Silence, a brief one.

“Why?” I say.

“Er,” says the young and handsome doctor, now studying the notes in front of him more carefully. “Well, if he’s in pain.”

“He’s not in pain, though.” I say.

“No,” says the doctor. “And if it’s affecting his functioning.”

“It’s not affecting his functioning, though." I say. "He does P.E. He fences on Saturday mornings. He plays tennis on Tuesday after school.”

“Right,” says the doctor.

"And I know it's not perfect," I go on, "but hasn't the bone managed to sort of heal itself?"

"Er, um, yes," says the doctor.

“And,” I continue, “I don’t think I’d want him to go through an operation and have the bone re-broken if it’s not really necessary, not if it’s just for cosmetic reasons. I think I’d rather he just had the lump and learnt to live with it.” I turn to Youngest. “Wouldn’t you rather just have the lump and learn to live with it?" 

“What?” says Youngest, obviously not listening.

“I’m saying,” I say, “I don’t really want you to have an operation unless it’s really necessary.”

“Oh!’ says, Youngest, “Right. No.” And he shakes his head, vigorously.

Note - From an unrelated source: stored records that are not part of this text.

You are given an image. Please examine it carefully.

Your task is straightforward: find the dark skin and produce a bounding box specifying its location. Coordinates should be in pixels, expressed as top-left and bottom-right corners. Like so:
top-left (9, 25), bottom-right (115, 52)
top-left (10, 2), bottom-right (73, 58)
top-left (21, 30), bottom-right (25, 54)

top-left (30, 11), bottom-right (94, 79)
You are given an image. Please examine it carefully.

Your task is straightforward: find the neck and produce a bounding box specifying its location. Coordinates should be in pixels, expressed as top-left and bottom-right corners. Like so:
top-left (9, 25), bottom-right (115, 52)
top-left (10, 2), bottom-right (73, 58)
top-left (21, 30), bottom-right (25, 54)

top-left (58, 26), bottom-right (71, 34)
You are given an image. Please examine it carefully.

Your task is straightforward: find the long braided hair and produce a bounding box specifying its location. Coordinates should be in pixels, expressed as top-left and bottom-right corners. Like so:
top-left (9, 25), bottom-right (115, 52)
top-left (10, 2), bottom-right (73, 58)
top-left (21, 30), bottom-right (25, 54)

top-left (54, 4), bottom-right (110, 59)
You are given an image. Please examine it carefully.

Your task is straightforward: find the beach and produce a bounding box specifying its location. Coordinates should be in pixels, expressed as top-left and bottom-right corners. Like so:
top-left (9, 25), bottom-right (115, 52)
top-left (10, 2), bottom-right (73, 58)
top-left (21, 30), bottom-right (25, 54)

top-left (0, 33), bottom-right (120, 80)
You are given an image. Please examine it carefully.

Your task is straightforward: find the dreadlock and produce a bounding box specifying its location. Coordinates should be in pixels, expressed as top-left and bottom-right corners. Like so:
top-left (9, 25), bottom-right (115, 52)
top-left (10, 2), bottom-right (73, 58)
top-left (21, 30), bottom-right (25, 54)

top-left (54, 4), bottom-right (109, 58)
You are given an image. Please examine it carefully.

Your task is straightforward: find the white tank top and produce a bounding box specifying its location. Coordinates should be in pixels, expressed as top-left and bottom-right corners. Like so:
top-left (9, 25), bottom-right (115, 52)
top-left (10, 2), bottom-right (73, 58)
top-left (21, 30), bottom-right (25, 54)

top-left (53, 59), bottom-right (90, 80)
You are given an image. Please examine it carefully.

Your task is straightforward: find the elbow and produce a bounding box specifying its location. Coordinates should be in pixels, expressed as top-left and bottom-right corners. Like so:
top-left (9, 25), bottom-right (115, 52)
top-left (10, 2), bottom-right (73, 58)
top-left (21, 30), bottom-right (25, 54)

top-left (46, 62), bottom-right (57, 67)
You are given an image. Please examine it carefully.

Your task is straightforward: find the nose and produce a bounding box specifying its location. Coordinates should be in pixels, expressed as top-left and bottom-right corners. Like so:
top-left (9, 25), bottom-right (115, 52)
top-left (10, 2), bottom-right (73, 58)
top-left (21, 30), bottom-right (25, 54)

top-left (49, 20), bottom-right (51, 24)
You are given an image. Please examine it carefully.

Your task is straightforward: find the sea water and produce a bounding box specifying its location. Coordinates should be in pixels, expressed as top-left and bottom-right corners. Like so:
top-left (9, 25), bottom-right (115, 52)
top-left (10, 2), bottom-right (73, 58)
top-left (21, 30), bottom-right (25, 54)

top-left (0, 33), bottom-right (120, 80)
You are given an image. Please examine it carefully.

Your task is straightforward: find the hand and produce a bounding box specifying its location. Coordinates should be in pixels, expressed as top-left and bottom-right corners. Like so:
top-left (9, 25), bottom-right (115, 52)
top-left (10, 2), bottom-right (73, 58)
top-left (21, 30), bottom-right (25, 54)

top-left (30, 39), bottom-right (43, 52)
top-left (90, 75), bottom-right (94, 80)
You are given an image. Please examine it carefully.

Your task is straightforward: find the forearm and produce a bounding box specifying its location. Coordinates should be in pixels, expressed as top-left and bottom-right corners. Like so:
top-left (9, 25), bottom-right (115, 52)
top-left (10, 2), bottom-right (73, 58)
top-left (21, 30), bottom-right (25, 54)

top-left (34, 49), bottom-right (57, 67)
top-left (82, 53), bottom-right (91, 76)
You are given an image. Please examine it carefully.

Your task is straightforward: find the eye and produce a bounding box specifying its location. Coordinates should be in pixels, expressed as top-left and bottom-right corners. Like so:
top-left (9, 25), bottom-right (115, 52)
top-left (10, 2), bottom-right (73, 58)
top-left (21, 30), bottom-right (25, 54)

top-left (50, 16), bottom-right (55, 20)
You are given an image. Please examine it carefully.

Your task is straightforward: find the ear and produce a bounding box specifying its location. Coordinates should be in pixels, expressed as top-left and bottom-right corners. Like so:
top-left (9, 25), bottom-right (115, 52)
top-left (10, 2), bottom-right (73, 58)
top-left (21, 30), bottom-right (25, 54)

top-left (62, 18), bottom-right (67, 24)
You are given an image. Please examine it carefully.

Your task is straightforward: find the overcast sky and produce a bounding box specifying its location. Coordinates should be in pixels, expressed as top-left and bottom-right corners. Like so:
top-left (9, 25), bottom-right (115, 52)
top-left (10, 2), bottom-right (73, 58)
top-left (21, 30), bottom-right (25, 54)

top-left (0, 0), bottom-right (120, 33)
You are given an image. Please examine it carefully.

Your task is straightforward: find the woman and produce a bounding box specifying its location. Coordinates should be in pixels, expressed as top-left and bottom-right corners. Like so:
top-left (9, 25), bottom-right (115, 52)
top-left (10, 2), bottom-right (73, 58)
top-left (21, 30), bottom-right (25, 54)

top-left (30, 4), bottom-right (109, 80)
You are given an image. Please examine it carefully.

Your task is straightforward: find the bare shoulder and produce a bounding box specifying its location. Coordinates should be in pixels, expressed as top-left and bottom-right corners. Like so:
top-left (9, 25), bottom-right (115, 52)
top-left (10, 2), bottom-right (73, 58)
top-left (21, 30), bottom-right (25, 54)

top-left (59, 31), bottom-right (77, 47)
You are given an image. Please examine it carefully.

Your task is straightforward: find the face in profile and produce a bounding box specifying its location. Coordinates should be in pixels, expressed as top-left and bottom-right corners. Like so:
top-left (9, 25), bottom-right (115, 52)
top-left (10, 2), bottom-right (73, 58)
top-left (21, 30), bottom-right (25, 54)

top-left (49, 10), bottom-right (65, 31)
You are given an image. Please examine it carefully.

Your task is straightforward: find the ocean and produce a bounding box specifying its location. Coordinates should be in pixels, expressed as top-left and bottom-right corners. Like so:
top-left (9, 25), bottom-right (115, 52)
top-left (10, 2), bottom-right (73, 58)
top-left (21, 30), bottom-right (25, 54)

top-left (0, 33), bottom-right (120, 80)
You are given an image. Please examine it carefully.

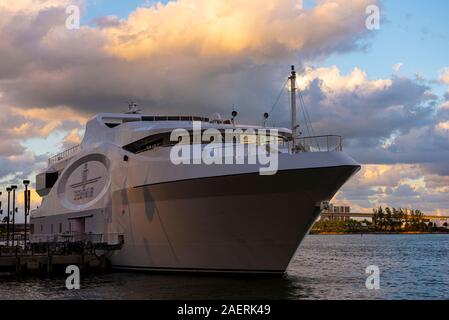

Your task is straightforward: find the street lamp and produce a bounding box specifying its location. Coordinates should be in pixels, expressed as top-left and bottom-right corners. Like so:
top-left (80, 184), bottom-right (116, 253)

top-left (6, 187), bottom-right (11, 247)
top-left (23, 180), bottom-right (31, 250)
top-left (11, 186), bottom-right (17, 247)
top-left (0, 191), bottom-right (3, 241)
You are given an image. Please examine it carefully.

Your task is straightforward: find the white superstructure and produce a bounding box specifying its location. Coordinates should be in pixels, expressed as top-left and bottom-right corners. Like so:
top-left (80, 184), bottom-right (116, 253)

top-left (31, 68), bottom-right (360, 273)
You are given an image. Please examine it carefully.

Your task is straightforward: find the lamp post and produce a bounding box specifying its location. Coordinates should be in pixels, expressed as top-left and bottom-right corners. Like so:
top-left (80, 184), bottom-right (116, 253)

top-left (6, 187), bottom-right (11, 247)
top-left (11, 186), bottom-right (17, 247)
top-left (0, 191), bottom-right (3, 242)
top-left (23, 180), bottom-right (30, 250)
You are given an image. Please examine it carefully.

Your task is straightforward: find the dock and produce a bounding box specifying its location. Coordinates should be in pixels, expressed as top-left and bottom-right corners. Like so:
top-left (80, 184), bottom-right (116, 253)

top-left (0, 232), bottom-right (121, 275)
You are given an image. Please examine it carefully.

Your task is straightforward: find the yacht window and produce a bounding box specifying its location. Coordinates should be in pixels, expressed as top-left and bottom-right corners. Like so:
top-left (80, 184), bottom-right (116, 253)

top-left (123, 130), bottom-right (287, 153)
top-left (123, 133), bottom-right (170, 153)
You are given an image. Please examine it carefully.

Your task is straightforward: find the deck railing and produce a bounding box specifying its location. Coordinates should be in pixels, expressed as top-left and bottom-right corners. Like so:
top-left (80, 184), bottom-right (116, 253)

top-left (48, 145), bottom-right (80, 165)
top-left (30, 231), bottom-right (120, 244)
top-left (298, 135), bottom-right (343, 152)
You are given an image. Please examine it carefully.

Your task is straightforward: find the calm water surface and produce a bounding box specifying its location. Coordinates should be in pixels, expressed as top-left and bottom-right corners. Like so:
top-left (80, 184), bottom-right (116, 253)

top-left (0, 235), bottom-right (449, 299)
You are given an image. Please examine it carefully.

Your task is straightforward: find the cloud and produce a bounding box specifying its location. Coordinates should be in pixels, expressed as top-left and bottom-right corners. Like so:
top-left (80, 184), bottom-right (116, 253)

top-left (106, 0), bottom-right (372, 59)
top-left (439, 67), bottom-right (449, 84)
top-left (0, 0), bottom-right (449, 212)
top-left (0, 0), bottom-right (373, 119)
top-left (393, 62), bottom-right (404, 73)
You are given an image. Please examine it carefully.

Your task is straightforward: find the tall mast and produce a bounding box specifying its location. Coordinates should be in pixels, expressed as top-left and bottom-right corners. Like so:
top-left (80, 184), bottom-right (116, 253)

top-left (289, 66), bottom-right (298, 149)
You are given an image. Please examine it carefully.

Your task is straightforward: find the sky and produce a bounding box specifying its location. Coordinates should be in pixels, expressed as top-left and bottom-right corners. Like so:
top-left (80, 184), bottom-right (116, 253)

top-left (0, 0), bottom-right (449, 219)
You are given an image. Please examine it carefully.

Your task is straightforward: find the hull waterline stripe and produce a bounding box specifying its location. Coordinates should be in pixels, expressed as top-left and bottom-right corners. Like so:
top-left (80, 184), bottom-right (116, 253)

top-left (133, 165), bottom-right (361, 189)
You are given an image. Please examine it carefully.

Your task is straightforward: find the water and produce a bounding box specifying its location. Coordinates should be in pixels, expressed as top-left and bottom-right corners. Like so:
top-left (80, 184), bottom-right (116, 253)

top-left (0, 235), bottom-right (449, 299)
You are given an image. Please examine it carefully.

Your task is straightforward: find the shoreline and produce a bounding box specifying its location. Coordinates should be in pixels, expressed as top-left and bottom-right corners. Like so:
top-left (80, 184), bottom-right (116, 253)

top-left (308, 231), bottom-right (449, 236)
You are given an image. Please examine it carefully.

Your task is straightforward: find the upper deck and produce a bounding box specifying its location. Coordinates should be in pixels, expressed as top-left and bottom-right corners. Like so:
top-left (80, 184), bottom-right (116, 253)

top-left (48, 113), bottom-right (343, 166)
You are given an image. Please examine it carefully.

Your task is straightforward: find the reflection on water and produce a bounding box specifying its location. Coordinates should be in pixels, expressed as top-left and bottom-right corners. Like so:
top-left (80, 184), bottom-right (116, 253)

top-left (0, 235), bottom-right (449, 299)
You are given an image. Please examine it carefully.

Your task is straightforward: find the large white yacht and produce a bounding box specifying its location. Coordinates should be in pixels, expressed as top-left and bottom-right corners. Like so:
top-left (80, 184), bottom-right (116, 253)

top-left (31, 71), bottom-right (360, 274)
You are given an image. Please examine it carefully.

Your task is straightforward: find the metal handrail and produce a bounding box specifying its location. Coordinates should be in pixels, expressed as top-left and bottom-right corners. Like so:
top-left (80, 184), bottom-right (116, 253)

top-left (298, 135), bottom-right (343, 152)
top-left (48, 145), bottom-right (80, 165)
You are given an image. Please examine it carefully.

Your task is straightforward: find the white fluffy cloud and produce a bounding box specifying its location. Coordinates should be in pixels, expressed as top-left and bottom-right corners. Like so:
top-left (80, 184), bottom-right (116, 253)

top-left (0, 0), bottom-right (449, 215)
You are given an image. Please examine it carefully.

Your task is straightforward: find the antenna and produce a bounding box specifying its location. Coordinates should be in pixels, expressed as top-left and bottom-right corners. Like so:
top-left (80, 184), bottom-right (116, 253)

top-left (231, 106), bottom-right (238, 124)
top-left (288, 66), bottom-right (299, 150)
top-left (126, 100), bottom-right (142, 114)
top-left (263, 112), bottom-right (270, 128)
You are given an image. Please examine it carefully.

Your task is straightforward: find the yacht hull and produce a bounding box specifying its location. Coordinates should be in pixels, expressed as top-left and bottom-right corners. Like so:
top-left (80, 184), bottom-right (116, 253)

top-left (111, 165), bottom-right (359, 274)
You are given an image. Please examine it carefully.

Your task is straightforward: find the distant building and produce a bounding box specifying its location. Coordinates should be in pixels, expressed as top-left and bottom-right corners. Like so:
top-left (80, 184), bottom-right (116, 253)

top-left (321, 202), bottom-right (351, 221)
top-left (429, 217), bottom-right (449, 229)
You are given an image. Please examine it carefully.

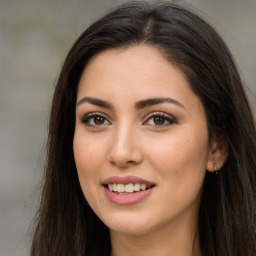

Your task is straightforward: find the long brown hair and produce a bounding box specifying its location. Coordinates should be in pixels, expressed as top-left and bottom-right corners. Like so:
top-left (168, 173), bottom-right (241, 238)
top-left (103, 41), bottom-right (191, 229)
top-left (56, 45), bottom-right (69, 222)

top-left (31, 2), bottom-right (256, 256)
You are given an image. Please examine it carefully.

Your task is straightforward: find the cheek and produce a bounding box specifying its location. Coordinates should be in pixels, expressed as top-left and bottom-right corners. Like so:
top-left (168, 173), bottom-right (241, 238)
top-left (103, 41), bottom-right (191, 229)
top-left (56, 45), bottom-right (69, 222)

top-left (148, 129), bottom-right (208, 181)
top-left (73, 133), bottom-right (104, 202)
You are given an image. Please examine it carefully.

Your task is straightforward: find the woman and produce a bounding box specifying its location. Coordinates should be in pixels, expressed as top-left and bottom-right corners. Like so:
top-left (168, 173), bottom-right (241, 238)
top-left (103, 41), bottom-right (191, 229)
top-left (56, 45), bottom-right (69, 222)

top-left (31, 2), bottom-right (256, 256)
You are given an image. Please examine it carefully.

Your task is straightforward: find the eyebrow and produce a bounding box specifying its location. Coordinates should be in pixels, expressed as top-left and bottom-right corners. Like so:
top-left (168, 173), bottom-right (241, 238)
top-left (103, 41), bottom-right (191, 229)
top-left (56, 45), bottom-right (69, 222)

top-left (135, 98), bottom-right (186, 109)
top-left (76, 97), bottom-right (186, 109)
top-left (76, 97), bottom-right (113, 109)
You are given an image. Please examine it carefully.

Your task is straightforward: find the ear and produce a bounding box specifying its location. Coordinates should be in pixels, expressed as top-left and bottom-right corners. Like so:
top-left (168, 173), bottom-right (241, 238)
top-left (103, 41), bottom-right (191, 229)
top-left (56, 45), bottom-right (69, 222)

top-left (207, 136), bottom-right (228, 172)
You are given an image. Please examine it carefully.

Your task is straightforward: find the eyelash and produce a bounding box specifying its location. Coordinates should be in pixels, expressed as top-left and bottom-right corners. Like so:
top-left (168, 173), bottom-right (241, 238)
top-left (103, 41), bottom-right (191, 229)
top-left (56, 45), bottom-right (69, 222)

top-left (81, 112), bottom-right (177, 128)
top-left (143, 112), bottom-right (177, 128)
top-left (81, 112), bottom-right (111, 128)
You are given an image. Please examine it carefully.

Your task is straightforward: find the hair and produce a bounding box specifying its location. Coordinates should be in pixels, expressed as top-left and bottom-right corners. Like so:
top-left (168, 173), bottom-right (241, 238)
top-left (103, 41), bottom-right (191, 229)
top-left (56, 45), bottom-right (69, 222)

top-left (31, 2), bottom-right (256, 256)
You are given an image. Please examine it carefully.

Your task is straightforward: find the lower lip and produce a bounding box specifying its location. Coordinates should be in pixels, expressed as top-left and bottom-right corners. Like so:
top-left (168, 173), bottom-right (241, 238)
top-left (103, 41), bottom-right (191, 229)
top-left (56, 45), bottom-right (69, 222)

top-left (104, 187), bottom-right (154, 205)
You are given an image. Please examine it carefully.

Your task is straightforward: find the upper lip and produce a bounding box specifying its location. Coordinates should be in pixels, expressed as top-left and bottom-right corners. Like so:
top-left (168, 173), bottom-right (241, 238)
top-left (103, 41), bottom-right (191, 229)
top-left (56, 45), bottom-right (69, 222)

top-left (102, 175), bottom-right (155, 186)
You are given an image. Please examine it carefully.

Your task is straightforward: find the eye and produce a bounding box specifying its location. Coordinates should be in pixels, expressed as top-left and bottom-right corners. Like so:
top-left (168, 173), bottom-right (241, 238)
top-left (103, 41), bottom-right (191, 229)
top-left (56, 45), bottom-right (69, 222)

top-left (143, 113), bottom-right (177, 127)
top-left (81, 113), bottom-right (110, 127)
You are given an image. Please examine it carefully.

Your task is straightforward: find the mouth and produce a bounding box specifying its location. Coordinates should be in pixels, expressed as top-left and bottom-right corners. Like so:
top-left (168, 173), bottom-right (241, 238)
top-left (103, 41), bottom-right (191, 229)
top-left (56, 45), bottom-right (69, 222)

top-left (104, 183), bottom-right (154, 195)
top-left (102, 176), bottom-right (156, 206)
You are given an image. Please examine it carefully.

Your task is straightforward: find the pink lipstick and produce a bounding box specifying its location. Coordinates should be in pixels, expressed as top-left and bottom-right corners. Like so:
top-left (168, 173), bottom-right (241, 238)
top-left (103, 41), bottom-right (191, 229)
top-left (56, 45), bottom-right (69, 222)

top-left (102, 176), bottom-right (155, 205)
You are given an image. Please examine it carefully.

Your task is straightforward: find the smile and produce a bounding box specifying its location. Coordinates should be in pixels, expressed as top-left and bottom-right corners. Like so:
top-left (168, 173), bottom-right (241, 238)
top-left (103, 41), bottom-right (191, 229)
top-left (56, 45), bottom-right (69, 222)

top-left (107, 183), bottom-right (152, 195)
top-left (102, 176), bottom-right (156, 205)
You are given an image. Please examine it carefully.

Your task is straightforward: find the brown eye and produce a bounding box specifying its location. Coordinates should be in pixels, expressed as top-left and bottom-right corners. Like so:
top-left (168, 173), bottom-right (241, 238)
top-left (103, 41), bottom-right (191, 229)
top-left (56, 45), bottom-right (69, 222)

top-left (81, 113), bottom-right (110, 127)
top-left (143, 113), bottom-right (177, 128)
top-left (94, 116), bottom-right (105, 125)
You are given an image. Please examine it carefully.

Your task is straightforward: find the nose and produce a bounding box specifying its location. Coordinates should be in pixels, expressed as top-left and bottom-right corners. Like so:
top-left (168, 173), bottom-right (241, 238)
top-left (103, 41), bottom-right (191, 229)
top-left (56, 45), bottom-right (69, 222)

top-left (108, 127), bottom-right (143, 169)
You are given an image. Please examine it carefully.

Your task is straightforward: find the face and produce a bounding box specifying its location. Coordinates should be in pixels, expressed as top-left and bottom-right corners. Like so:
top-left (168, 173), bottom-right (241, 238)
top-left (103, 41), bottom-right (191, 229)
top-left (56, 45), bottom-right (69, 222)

top-left (73, 46), bottom-right (210, 235)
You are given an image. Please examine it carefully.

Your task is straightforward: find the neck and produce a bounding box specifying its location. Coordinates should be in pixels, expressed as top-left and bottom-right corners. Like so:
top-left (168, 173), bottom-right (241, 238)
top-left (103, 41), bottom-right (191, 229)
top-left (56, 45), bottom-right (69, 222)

I turn back to the doctor. “Because here’s what I’m thinking,” I say, "why have this scan at all?”

“Er,” says the doctor, fiddling with the notes on the desk in front of him.

“I can see you’re really busy, the whole hospital is full to bursting, and, I mean, you could slot us in to the system and we could come back in a few weeks and wait for an hour, again, and have the scan and establish it’s a non-union fracture or a partial union fracture, or whatever, but if he's not going to have an operation to correct it what's the point?”

“Good point,” says the doctor.

And then I add, “Not that I want to tell you how to do your job or anything.” And I laugh a bit because I realise that's exactly what I'm doing. "Or is there something else it could be? Something more sinister?"

"No," says the doctor.

"There's no possibility," I go on, "that it's something horrible, like a malignant growth or something?" 

"No," says the doctor. "Not growing on the exact spot he broke it. No."

"So." I say.

“Yes," says the doctor. "I think you’re right. I think I’ll discharge him and he can go home and if he’s in pain in the future then take him back to the GP and he could come in and have a scan then. He can always deal with the cosmetic issue later, if he wants to.”

Yes! I think, but I don’t say this.

“Great,” I do say, "because to be honest we'd quite like to get out of here." And then I laugh a bit, nervously, because I realise that sounds a bit rude but fortunately he doesn't take offence he just smiles, again, and then we go home.

Love E x


P.S. No P.S. Except for this: George Galloway… help!